Data Source V2 API in Spark 3.0 - Part 4 : In-Memory Data Source with Partitioning

Spark 3.0 is a major release of Apache Spark framework. It’s been in preview from last December and going to have a stable release very soon. As part of major release, Spark has a habit of shaking up API’s to bring it to latest standards. There will be breaking changes also in these API’s. One of such API is Data source V2 API.

Data Source V2 API, a new data source API for spark, was introduced in spark 2.3. Then it’s been updated in spark 2.4. I have written detailed posts on same here.

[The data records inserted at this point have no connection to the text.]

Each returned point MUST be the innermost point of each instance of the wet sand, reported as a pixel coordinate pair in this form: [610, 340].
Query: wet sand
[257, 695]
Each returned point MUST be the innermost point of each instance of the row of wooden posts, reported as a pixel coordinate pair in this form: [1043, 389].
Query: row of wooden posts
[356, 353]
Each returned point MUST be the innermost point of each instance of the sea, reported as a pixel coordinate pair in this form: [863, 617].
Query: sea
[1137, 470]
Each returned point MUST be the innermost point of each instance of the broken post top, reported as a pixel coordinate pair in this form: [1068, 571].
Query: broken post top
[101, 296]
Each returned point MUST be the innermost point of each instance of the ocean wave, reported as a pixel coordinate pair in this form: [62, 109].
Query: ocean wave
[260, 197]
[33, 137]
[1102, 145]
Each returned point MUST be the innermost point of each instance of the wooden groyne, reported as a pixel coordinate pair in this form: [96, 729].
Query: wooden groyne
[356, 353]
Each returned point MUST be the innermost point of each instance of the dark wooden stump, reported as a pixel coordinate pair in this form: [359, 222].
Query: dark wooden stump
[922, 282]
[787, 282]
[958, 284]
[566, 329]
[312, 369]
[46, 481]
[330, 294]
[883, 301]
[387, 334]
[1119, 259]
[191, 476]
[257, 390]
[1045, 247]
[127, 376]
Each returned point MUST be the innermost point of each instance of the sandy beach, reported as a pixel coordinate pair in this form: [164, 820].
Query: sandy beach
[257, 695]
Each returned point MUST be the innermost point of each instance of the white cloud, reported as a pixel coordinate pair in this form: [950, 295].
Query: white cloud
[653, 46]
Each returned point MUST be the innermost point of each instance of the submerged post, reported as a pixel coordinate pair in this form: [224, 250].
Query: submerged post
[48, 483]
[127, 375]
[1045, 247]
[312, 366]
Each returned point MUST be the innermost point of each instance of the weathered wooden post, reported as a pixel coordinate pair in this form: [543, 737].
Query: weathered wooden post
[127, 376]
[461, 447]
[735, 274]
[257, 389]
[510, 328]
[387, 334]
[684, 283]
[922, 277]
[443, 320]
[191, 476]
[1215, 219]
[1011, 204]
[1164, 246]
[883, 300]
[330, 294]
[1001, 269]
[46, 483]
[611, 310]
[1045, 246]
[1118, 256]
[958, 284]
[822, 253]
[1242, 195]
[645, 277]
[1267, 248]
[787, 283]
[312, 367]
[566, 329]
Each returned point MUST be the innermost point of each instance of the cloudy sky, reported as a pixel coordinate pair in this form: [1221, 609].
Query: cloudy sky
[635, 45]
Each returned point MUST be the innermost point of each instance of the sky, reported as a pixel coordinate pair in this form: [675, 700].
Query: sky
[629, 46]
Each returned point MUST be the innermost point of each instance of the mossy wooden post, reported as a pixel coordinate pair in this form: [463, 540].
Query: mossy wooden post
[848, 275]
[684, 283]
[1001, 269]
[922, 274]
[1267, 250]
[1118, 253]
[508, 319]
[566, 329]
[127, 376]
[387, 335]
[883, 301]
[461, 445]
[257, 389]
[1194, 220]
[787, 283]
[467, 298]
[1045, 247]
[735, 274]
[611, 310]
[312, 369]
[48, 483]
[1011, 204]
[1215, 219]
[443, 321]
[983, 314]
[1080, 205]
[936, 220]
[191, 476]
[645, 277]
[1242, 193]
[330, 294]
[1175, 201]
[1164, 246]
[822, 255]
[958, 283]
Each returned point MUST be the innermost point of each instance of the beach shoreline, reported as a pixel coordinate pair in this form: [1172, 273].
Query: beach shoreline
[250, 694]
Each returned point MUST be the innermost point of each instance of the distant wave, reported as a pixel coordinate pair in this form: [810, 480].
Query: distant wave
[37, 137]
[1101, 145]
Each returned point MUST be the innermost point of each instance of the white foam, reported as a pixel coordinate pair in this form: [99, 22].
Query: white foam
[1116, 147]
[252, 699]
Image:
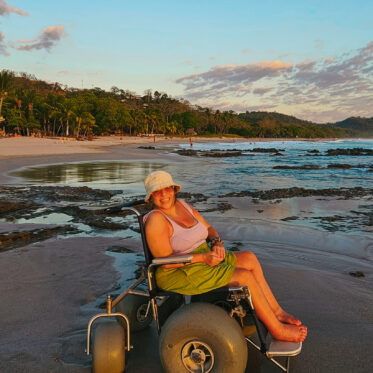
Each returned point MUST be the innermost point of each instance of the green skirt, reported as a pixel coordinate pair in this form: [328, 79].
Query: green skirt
[197, 278]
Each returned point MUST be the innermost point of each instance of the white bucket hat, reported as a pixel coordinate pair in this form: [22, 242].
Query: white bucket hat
[158, 180]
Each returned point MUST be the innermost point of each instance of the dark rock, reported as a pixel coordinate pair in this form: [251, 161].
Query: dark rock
[266, 150]
[15, 239]
[222, 154]
[357, 274]
[302, 192]
[290, 218]
[192, 197]
[303, 167]
[119, 249]
[187, 152]
[351, 152]
[341, 165]
[91, 218]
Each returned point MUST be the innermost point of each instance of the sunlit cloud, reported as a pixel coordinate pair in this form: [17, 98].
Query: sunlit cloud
[6, 9]
[3, 49]
[230, 77]
[261, 90]
[321, 90]
[48, 38]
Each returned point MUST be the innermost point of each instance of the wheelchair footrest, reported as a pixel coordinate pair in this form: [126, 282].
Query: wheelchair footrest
[283, 348]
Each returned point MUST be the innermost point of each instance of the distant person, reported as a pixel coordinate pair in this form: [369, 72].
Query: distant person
[174, 227]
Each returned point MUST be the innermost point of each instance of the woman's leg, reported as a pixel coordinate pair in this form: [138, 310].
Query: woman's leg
[285, 332]
[248, 260]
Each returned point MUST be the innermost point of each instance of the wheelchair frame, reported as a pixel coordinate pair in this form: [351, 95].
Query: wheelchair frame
[236, 295]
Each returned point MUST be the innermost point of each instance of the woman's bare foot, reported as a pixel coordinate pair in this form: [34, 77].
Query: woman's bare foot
[286, 318]
[290, 333]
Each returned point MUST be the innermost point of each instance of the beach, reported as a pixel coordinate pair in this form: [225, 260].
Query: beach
[50, 288]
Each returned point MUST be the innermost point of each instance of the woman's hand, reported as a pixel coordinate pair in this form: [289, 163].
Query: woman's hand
[219, 249]
[212, 258]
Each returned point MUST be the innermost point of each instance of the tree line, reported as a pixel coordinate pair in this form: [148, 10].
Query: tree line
[29, 105]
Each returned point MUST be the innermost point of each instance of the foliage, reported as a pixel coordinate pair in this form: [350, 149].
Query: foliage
[31, 105]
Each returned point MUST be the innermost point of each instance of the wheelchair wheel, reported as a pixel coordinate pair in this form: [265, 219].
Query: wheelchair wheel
[202, 338]
[135, 307]
[108, 354]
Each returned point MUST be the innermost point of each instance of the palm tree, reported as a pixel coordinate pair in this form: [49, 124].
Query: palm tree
[6, 79]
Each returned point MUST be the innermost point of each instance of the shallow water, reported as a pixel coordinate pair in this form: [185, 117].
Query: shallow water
[217, 176]
[98, 174]
[213, 176]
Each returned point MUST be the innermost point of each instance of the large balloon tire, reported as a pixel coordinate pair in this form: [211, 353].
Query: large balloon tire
[135, 308]
[108, 354]
[202, 332]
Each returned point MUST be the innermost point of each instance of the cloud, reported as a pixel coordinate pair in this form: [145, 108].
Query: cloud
[312, 89]
[261, 90]
[6, 9]
[48, 38]
[231, 79]
[3, 49]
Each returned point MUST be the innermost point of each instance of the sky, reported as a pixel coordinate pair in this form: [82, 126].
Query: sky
[311, 59]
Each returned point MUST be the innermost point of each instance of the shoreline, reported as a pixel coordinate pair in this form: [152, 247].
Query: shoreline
[58, 283]
[11, 147]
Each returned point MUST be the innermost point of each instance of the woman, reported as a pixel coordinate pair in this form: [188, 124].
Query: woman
[176, 228]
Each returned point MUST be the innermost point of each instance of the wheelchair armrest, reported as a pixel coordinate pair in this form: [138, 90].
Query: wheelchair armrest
[172, 260]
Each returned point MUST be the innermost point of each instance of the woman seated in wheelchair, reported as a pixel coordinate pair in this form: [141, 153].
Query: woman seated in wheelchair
[174, 227]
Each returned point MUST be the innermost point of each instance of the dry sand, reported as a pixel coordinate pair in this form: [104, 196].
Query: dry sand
[48, 288]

This API is going to be completely changed in Spark 3.0. Spark rarely change an API this frequently in between releases. But as data source are heart of the framework, they are improved constantly. Also in spark 2.4, these API’s were marked evolving. This means they are meant to be changed in future.

The usage of the data sources have not changed in 3.0. So if you are a user of the third party data sources you don’t need to worry. These changes are geared mainly towards the developer of these sources. Also all the sources written V1 API going to work even in 3.0. So if your source is not updated, no need to panic. It’s going to work without latest optimisations.

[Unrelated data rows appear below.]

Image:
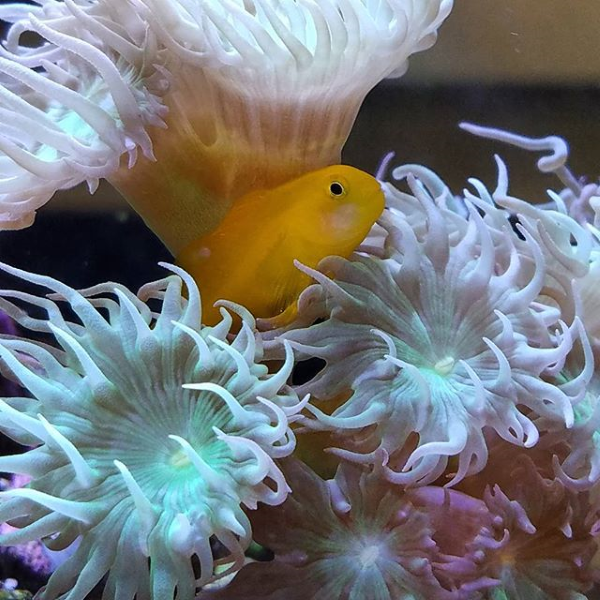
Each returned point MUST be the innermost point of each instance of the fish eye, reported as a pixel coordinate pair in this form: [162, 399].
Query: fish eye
[336, 189]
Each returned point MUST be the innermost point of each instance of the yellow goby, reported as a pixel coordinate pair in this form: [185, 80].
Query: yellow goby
[249, 258]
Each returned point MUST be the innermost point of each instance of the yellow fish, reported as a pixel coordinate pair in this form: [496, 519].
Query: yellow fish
[249, 258]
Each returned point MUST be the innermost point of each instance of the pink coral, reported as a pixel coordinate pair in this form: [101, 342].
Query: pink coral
[440, 335]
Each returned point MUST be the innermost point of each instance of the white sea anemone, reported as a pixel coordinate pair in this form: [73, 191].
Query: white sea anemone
[265, 90]
[440, 335]
[150, 433]
[71, 107]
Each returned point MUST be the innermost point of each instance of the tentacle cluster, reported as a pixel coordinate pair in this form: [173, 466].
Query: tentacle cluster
[539, 541]
[151, 432]
[441, 334]
[73, 105]
[355, 536]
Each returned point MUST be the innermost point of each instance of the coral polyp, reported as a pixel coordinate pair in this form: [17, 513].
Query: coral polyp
[150, 433]
[440, 335]
[72, 107]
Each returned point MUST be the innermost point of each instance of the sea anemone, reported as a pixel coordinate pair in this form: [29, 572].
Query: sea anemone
[150, 432]
[258, 92]
[352, 537]
[71, 107]
[540, 541]
[441, 336]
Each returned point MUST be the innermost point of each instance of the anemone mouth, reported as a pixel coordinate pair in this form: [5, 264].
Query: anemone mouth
[152, 432]
[441, 334]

These new changes in V2 API brings more control to data source developer and better integration with spark optimiser. Moving to this API makes third party sources more performant. So in these series of posts I will be discussing the new Data source V2 API in 3.0.

This is fourth post in the series where we discuss about adding partition support for in-memory data source we built in last post.You can read all the posts in the series here.

Partitions

In spark, number of partitions for a given Dataframe is decided at the driver. As most of the partition logic is driven based on size of data, it’s a meta data operation.

The in-memory data source which we built in last post had only one partition. In this post, we will see how to add multiple partitions and how to read them.

Adding Multiple Partitions

As we discussed in last blog, number of partitions for a given dataframe is decided by number of input partitions we create. That’s why it was an array. As these objects are created at driver, they should not be using actual data itself.

class SimplePartition(val start:Int, val end:Int) extends InputPartition

class SimpleScan extends Scan with Batch{
  override def readSchema(): StructType =  StructType(Array(StructField("value", StringType)))

  override def toBatch: Batch = this

  override def planInputPartitions(): Array[InputPartition] = {
    Array(new SimplePartition(0,4),
      new SimplePartition(5,9))
  }
  override def createReaderFactory(): PartitionReaderFactory = new SimplePartitionReaderFactory()
}

In above code, we have SimplePartition which remembers it’s start and end.

Then in planInputPartitions we are creating two partitions with start and end indices. This signals to spark that we need two partitions in dataframe.

Passing Partitions to Partition Reader

class SimplePartitionReaderFactory extends PartitionReaderFactory {
  override def createReader(partition: InputPartition): PartitionReader[InternalRow] = new
      SimplePartitionReader(partition.asInstanceOf[SimplePartition])
}

In above code, by casting InputPartition* to **SimplePartition we are making sure that right partition is sent.

Reading From Partitions

Once we define the partitions, we need to update our PartitionReader to read from specific partitions. The below is the code for the same

class SimplePartitionReader(inputPartition: SimplePartition) extends PartitionReader[InternalRow] {

  val values = Array("1", "2", "3", "4", "5","6","7","8","9","10")

  var index = inputPartition.start

  def next = index <= inputPartition.end

  def get = {
    val stringValue = values(index)
    val stringUtf = UTF8String.fromString(stringValue)
    val row = InternalRow(stringUtf)
    index = index + 1
    row
  }

  def close() = Unit

}

In the above code, we get start and end from the partition objects. These will be start and end indexes. Using these two we will know which are the indexes to read.

Now each of these readers will read distinct parts of the array thus giving partition level parallelism.

Code

You can access complete code on github.

Conclusion

In this post, we discussed about how to add partitioning support for our in memory connector. The Scan API of the data source v3 allows us to separate partitioning concerns between driver and executor.